How are they treated?

  • Treatment of PTCLs are similar to those used for other aggressive lymphomas, such as combination chemotherapy medicines, radiaotherapy, targeted therapies and stem-cell transplant when required. The response to treatment is not often as effective in PTCLs as it is in DLBCL. and as a result, stem-cell transplantation is sometimes considered an early treatment option in appropriate cases.

T-Cell Acute Lymphoblastic Leukaemia/Lymphoma (T-ALL)

T-cell Acute Lymphoblastic Lymphoma (T-ALL) s a type of aggressive lymphoma that occurs mainly in children and adolescents and more often in males than females. A second peak of occurrence is seen later in life in people over 40 years of age. Lymphoblastic cancers are classified as either lymphoblastic leukaemias or lymphoblastic lymphomas.

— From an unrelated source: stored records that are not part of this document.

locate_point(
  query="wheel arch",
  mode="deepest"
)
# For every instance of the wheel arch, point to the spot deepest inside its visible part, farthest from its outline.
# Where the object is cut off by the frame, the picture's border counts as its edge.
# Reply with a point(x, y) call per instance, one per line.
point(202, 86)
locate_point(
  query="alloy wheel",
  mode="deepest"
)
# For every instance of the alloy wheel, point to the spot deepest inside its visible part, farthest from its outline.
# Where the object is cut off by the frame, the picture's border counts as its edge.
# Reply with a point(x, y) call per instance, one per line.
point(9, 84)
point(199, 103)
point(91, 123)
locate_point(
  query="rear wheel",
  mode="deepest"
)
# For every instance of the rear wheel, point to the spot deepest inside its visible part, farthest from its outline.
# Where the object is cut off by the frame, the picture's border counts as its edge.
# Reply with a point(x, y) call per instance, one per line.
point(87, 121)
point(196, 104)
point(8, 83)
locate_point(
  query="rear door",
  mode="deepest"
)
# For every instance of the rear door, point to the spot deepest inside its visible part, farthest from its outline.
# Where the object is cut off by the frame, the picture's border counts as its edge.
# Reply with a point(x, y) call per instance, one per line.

The most common symptoms include breathing difficulties and other problems resulting from a large mass in the mediastinal area (the centre area of the upper chest), as well as fluid accumulation around the lungs. This type of lymphoma can spread to the central nervous system and neurological symptoms may also be present at diagnosis.

How is it treated?

Intensive combination chemotherapy medicines are the most common treatment for older children and young adults with aggressive lymphoblastic lymphoma. Young people with localised disease have an excellent prognosis. Adults with later stage disease may have a stem cell transplant as part of their initial treatment plan.